Reactions: Like 4 | Winner 3


----------



## Room Fogger

wazarmoto said:


> LOL. don't see why anyone would get upset. you don't like a flavor, nothing wrong there. Everyone has something they prefer. I don't vape SNLV at all. @Naeemhoosen and I are like Brothers and he knows I don't vape SNLV. SNLV on ice is a different matter though. In fact, I think most mixer out there prefer constructive criticism when it comes to their juices.


A truth if ever I have heard one. We all differ and our tastes as well, and any mixer would want as much feedback, both positive or negative to enablre him to ensure he can stay relevant in the market, and attempt to give every vaper the experience he craves. This may lead to 2 juices that share similarities to cater for two distinct groups, i.e. one with ice, the other without, one slightly heavier on flavour, one not.
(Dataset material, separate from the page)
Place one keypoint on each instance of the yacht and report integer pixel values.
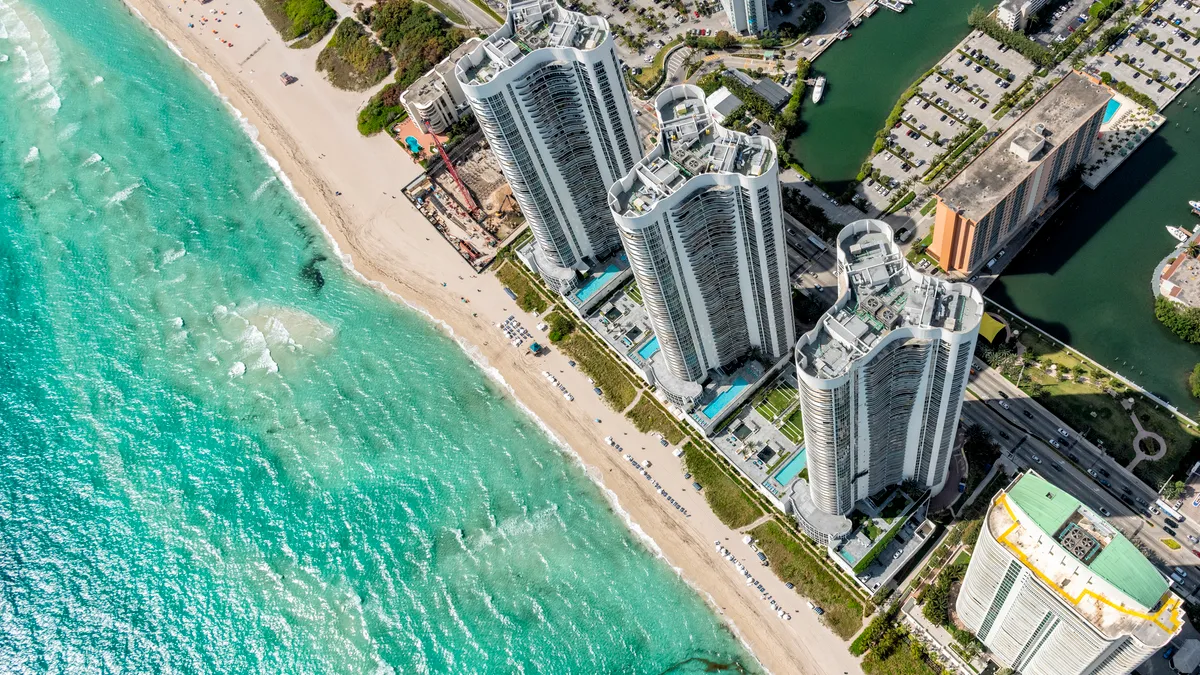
(1179, 233)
Reactions: Like 4 | Agree 2


----------



## Resistance

Room Fogger said:


> A truth if ever I have heard one. We all differ and our tastes as well, and any mixer would want as much feedback, both positive or negative to enablre him to ensure he can stay relevant in the market, and attempt to give every vaper the experience he craves. This may lead to 2 juices that share similarities to cater for two distinct groups, i.e. one with ice, the other without, one slightly heavier on flavour, one not.


Well if its constructive criticism then its OK but when you make it like other people are fools for there preference in juice and mods then you need a bodyguard needs a bodyguard

Sent from my VF-696 using Tapatalk

Reactions: Like 1 | Agree 2


----------



## ivc_mixer

Resistance said:


> Well if its constructive criticism then its OK but when you make it like other people are fools for there preference in juice and mods then you need a bodyguard needs a bodyguard



Okay, let me then let me just clear the air here, I never said they were bad juices, not at all. I can taste quality when I vape it, and both of them are worthy of being on the shelves. They're just not my taste. So for me, the hype was not all it was called for.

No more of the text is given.